Lo rivedremo in campo per l'inizio della prossima stagione della Nba: ci lascia nel dolore per il suo infortunio, nel tifo affettuoso che l'intero basket italiano fa per una sua rapida e completa guarigione, nell'amarezza di una Nazionale che si vedrà probabilmente costretta a rinviare il sogno di un recupero di credibilità che, dopo le prestazioni della stagione passata, si stava concretizzando. Ora Pianigiani dovrà ricominciare tutto da capo, in particolare sotto il profilo psicologico ricostruendo il morale di una squadra che ha perso il suo giovanissimo e indiscusso nuovo leader.

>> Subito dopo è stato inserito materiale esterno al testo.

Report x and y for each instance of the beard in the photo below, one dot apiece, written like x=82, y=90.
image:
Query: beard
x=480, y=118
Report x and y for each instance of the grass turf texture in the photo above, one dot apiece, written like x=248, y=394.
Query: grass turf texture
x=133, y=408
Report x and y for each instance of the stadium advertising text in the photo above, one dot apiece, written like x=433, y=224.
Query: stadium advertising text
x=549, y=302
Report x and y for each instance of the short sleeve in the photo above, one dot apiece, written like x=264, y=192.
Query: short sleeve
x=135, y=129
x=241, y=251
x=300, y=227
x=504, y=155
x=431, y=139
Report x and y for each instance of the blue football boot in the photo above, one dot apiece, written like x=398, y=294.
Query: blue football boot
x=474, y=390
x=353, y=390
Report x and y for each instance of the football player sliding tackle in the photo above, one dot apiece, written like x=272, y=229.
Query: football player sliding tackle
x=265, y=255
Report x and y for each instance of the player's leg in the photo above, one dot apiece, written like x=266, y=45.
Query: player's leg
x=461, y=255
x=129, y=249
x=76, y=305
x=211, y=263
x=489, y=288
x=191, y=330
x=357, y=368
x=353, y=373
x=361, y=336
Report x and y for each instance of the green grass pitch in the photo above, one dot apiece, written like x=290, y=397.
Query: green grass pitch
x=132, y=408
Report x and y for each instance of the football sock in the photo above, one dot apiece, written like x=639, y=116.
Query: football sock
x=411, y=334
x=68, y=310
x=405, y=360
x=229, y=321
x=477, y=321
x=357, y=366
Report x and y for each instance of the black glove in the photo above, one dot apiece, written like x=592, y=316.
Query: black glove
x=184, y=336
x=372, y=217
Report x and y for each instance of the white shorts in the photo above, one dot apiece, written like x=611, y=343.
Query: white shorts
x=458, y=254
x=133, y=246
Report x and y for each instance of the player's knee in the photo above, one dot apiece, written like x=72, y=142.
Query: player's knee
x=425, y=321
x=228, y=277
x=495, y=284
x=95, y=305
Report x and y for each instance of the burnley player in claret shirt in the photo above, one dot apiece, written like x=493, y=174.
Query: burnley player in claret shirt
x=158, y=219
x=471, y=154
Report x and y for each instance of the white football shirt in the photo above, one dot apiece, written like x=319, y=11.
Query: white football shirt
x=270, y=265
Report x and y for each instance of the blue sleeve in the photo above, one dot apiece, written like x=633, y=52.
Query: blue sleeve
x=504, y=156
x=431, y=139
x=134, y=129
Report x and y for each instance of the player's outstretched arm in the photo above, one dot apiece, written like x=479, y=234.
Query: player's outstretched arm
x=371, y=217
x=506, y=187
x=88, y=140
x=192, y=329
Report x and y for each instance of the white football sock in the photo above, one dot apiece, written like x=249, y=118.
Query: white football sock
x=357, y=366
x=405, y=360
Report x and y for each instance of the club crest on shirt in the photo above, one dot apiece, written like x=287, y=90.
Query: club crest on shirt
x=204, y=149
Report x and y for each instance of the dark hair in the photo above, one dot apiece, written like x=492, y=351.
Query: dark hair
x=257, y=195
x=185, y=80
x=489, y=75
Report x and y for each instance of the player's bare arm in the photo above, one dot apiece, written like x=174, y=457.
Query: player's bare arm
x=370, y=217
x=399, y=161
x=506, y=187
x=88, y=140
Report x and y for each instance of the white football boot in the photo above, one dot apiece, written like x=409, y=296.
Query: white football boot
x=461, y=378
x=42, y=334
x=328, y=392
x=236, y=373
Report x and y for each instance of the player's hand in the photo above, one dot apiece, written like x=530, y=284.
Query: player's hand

Non sarà facile, ed emergono una volta di più tutti i limiti di una pallacanestro che sa esprimere campioni di livello assoluto, ma così fragile tecnicamente da non poter trovare valide e adeguate soluzioni alternative all'assenza di uno di essi. Una tegola che cade sul suo capo in coincidenza con le tragicomiche vicende di Caserta e Bologna (l'azionista fantasma e il presidente che manda la squadra in trasferte enogastronomiche che frutteranno tuttavia il lauto - ed assurdo - maxiassegno per l'impiego degli italiani, mai così strumentale e dunque inutile), al crollo verticale della Montepaschi che tutta assieme ha esaurito la spinta propulsiva dell'orgoglio che le veniva dalla recente tradizione, accusando in più il clima pesante che si respira in queste settimane a Siena. E poi le notizie destabilizzanti che vengono da Biella e Cremona lasciando interdetti i tifosi ma anche l'intero mondo del basket mentre la Federazione sta cercando faticosamente di costruire un argine allo smottamento di un movimento che, del resto, riflette le difficoltà crescenti dell'intero sistema-Paese.

Ma questo è il momento, soprattutto, di stringersi attorno a Gallinari e di mostrare sensibilmente la solidarietà ad un ragazzo che sta vivendo il peggiore momento della sua giovane e già straordinaria carriera.